We learn, for instance, that although Joanna’s teeth had been removed and her food had to be ground, she was a “gourmet,” who “ate very slowly and savored every morsel.”  At Fernald, the staff “served her first and picked up her dishes last, so she had time to enjoy her meals.”  She also liked to sip coffee all day long and always had a cup with her, which she invariably perched on the edge of the table.  “Many times my mother would move it back, away from the edge,” Mavridis writes, “but Joanna wold move it back with a stern look.”

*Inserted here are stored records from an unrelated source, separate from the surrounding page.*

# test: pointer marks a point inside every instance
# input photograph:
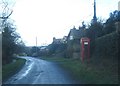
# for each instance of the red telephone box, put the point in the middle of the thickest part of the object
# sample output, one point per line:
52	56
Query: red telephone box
85	48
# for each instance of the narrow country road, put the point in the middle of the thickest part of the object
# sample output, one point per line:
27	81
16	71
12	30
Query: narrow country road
37	71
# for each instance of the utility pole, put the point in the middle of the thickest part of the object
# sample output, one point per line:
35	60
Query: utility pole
94	17
36	45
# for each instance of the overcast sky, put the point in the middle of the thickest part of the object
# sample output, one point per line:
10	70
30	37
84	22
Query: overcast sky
54	18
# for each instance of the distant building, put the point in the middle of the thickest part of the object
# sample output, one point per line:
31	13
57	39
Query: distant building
76	33
60	40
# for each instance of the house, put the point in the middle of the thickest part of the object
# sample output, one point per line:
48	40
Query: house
73	42
76	33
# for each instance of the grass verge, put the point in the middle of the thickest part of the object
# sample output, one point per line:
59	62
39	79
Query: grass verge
10	69
86	72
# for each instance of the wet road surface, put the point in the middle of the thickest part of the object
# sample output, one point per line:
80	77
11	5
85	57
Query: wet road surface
37	71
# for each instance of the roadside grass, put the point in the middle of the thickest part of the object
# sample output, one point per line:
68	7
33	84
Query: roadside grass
10	69
89	72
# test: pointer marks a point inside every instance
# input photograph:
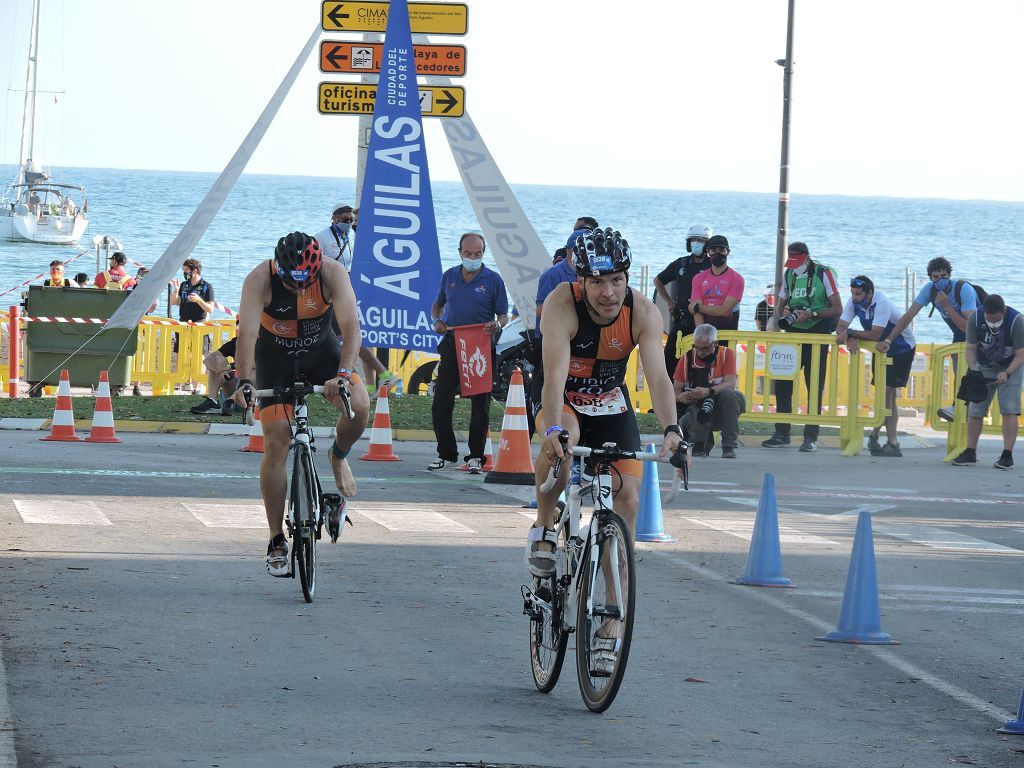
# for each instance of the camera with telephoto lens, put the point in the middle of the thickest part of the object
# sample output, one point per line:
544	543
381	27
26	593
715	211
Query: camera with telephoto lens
706	408
786	321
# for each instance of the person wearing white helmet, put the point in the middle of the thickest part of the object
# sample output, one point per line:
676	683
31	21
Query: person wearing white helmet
679	275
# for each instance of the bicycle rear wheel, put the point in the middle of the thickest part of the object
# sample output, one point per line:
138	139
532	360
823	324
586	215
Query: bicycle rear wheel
604	631
303	516
547	636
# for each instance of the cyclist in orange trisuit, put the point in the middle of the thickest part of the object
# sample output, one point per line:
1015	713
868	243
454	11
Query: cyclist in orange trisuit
590	327
285	335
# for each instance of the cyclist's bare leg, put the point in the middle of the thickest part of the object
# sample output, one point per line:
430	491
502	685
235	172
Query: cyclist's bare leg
626	488
273	473
546	502
346	433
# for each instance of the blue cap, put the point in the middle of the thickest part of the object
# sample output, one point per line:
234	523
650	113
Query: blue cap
570	243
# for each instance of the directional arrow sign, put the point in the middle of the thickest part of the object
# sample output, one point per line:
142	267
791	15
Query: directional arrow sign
446	60
357	98
425	18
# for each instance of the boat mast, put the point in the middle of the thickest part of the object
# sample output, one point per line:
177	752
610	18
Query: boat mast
34	59
28	114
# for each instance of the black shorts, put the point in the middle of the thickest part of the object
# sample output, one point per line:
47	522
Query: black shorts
275	369
622	429
898	372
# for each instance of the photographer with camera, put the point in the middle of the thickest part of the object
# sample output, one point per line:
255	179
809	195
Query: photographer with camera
674	284
808	303
706	384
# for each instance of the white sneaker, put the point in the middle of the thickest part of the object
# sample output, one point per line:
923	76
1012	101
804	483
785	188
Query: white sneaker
439	465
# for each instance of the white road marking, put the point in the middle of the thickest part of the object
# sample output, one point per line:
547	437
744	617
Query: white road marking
7	757
228	515
412	520
940	539
744	529
861	487
887	593
59	510
883	654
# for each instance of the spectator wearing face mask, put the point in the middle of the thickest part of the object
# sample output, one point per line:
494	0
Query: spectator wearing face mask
954	299
808	303
878	317
995	348
674	285
706	382
338	243
716	293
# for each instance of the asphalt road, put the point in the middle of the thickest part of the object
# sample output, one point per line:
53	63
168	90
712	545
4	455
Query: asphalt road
138	626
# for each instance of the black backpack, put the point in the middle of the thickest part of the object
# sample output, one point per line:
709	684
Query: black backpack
957	291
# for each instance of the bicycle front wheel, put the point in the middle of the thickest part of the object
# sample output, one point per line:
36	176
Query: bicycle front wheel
548	637
604	621
303	515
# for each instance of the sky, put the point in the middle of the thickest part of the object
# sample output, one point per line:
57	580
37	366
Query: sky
908	98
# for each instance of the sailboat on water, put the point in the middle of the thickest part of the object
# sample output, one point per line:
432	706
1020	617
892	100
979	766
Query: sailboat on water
34	207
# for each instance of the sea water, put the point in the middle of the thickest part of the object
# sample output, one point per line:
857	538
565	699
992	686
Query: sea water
888	239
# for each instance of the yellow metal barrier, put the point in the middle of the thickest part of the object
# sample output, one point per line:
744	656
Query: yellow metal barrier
158	364
848	400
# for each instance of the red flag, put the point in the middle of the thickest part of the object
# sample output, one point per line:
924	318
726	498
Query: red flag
472	349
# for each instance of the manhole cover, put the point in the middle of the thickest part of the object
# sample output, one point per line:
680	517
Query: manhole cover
444	764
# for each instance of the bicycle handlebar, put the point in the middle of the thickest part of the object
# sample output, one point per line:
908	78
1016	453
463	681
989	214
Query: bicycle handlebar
297	387
678	459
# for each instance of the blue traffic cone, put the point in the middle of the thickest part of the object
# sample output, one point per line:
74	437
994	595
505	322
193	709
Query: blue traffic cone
650	525
1015	726
859	619
764	562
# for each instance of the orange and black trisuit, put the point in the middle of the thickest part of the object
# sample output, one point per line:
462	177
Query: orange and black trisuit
295	342
595	388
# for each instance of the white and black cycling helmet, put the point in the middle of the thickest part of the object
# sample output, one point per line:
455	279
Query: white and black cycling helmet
601	252
697	231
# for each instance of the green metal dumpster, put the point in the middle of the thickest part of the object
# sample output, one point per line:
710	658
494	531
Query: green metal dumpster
49	344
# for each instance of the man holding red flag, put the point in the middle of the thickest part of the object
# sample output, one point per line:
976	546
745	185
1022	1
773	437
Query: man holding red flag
471	308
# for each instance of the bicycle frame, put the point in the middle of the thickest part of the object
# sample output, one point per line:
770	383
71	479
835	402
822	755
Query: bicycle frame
583	553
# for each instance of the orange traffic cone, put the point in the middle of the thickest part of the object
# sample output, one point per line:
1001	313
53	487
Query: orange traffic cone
255	444
514	465
380	435
62	426
488	457
102	417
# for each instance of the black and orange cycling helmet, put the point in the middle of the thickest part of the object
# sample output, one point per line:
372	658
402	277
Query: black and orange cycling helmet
298	258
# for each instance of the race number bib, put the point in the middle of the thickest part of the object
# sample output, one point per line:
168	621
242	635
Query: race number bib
604	403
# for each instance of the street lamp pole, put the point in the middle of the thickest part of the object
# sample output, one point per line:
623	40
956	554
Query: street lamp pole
783	176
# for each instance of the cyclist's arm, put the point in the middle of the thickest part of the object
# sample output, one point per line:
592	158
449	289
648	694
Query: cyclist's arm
649	341
254	297
335	276
558	324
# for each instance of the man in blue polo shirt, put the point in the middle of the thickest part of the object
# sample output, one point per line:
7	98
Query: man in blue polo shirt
470	294
954	299
878	317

One of Joanna’s favorite games with people was to ask them to cuff her shirt sleeves.  “After you did it, Joanna would straighten the sleeves and ask you to cuff them again.  This exercise became endless.”  Her favorite activities also included playing with Lego toys and tearing paper into ever smaller pieces.  Mavridis found he was obliged to carry a supply of both Lego pieces and pieces of paper with him because Joanna liked to hand out both as tokens of friendship to anyone who came by her.

Playing the shirt-sleeve cuffing game

Playing the shirt-sleeve cuffing game

Mavridis also speaks frankly about his own quadruple coronary artery bypass operation, which happened in the same year as the sexual assault, and the effect of his temporary incapacitation on Joanna.  He also details Joanna’s physical and mental decline beginning in 2008, when she developed Alzheimer’s Disease, a condition which afflicts nearly all people with Down syndrome as they age.

Mavridis relates how sad it was for him to watch Joanna’s limited ability to communicate disappear in her final four years.  She stopped tearing paper and she stopped playing with Legos and handing them out as tokens.  Mavridis nevertheless was determined to make her life as comfortable as possible and bought special lift equipment for her as well as a special hospital bed and recliner.

"I bet I blinked first," Mavridis says of this photo.

“I bet I blinked first,” Mavridis says of this photo.

Near the start of his book, Mavridis includes a short article by a writer, Emily Perl Kingsley, about what parents go through when they first learn that their child is intellectually disabled.  “When you’re going to have a baby, it’s like planning a fabulous vacation trip to Italy,” Kingsley writes.  Instead, the plane lands in Holland.

“The important thing is that they haven’t taken you to a horrible place,” Kingsley continues.  “It’s just a different place, so you must go out and buy new guide books and you must learn a whole new language…but after you’ve been there for a while…you begin to notice that Holland has windmills; Holland has tulips; Holland even has Rembrandts.”

“Joanna, God’s Special Child” is the story of a wonderful journey to Holland for Mavridis and his family, and of their discovery of the windmills, tulips, and Rembrandts there.